On a lightly floured surface, unroll piecrust dough. Using a 3 1⁄4-inch fluted square cutter dipped in flour, cut 12 squares from dough. Press dough squares into bottoms and up sides of 12 (3 1⁄4-inch) square tartlet pans with removable bottoms, pinching corners of dough slightly to elongate. Freeze for 15 minutes.
Line each tartlet shell with parchment paper and fill with pie weights or dried beans.
Bake for 7 minutes. Remove pie weights and parchment. Bake until very lightly browned, 2 to 3 minutes more. Let cool completely in pans on wire racks.
In a medium sauté pan, heat oil over medium heat. Add butternut squash; cook, stirring occasionally, until tender, approximately 5 minutes. Remove from pan.
Add mushrooms to the same pan; cook, stirring occasionally, until tender, approximately 5 minutes. Remove from pan.
Add butter to the pan; cook, stirring frequently, until golden brown, 1 to 2 minutes. Add sage to butter.
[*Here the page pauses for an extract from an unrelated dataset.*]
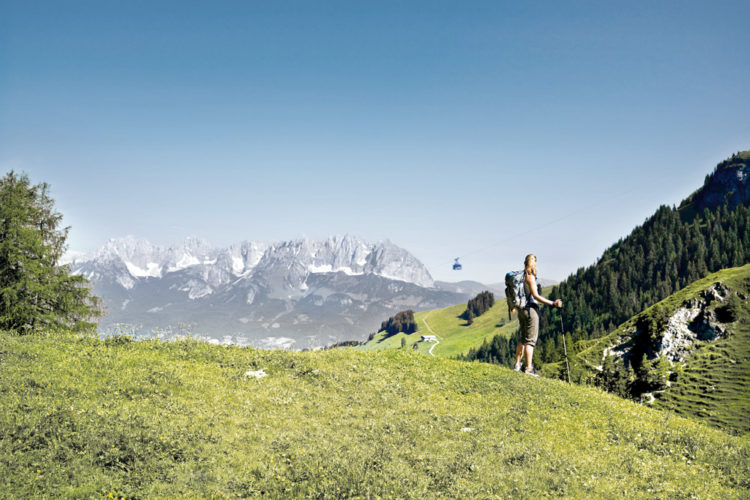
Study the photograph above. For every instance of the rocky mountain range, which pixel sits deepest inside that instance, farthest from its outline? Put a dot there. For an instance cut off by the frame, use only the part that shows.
(293, 294)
Return squash and mushrooms to pan and season with sea salt.
Reduce oven temperature to 400°.
Divide cheese evenly among prepared tartlet shells. Top evenly with squash and mushroom mixture.
Bake until cheese is melted and bubbly, 5 to 10 minutes. Let cool slightly before removing from pans.
Garnish with sage, if desired. Serve warm or at room temperature.